Beide wollten sich hinhocken und mit dem Pflücken beginnen, als Christine unversehens in ein Erdloch trat, das zu einem verlassenen Fuchsbau gehörte, und das Gleichgewicht verlor. Instinktiv streckte er die Arme aus, und sie taumelte an seine Brust. Er schloß die kräftigen Arme fester um sie und fühlte, wie ihr schlanker Körper bebte. »Christine«, sagte er leise, »sieh mich an.«
Fast willenlos hob sie den Kopf zu ihm empor. Sie legte die Hände an seine Brust, als ob sie ihn von sich stoßen wollte, aber es war, als ob alle Kraft sie verlassen hätte. »Christine, Liebste!« flüsterte er und küßte sie leidenschaftlich auf die roten Lippen.

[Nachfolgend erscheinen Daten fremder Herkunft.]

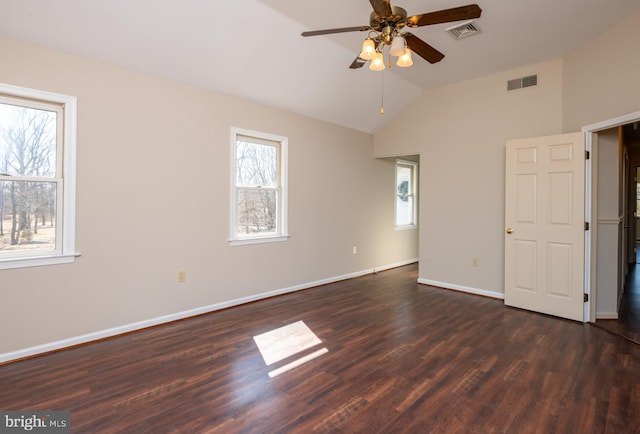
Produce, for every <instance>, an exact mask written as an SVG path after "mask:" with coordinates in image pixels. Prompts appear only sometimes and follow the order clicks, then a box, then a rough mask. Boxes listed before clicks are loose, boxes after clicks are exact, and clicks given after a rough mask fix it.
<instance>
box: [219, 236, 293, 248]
mask: <svg viewBox="0 0 640 434" xmlns="http://www.w3.org/2000/svg"><path fill="white" fill-rule="evenodd" d="M289 237H290V235H279V236H275V237H262V238H244V239H243V238H240V239H234V240H229V245H230V246H244V245H247V244H265V243H280V242H283V241H287V240H288V239H289Z"/></svg>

Sie schloß verwirrt die Augen und fühlte ein unaussprechliches Glücksgefühl in sich aufsteigen. Nur einen Augenblick lang – dann riß sie sich wie erwachend los und trat einen Schritt zurück. Verwundert und erschrocken sah er sie an. Sie wollte etwas sagen, brachte aber nur einen wehen Laut zustande. Dann wandte sie sich um und begann zu laufen.
»Christine!« hörte sie ihn hinter sich rufen. »Bitte, komm zurück!« Der sehnsüchtige Ton seiner Worte tat ihr weh, und sie rannte schneller, um sie nicht mehr hören zu müssen. Erst lief sie ziellos durch den Wald. Ihre hastigen Schritte schreckten die Vögel auf, daß sie von ihren Ästen flatterten. Dann schätzte sie an dem Sonnenstand die Richtung ab, in der sich der Parkplatz befinden mußte, und eilte darauf zu.
Sie fühlte immer noch seinen Mund brennend auf dem ihren, und ihr war, als würde sie diese Empfindung nie wieder verlieren, als hätte sie sich ihr für ewig eingeprägt. Ihr Herz klopfte wie rasend. Sie sah Christoph vor sich, sah seinen Blick voll leidenschaftlicher, zärtlicher Liebe, und dann mußte sie an Sven denken, der zu Hause fleißig an seiner Kampagne arbeitete und auf ihre Rückkehr wartete. Hatte sie sich vor wenigen Wochen nicht noch gewünscht, Sven möchte sie heiraten? Wieviel sich doch in dieser kurzen Zeit in ihrem Herzen verändert hatte!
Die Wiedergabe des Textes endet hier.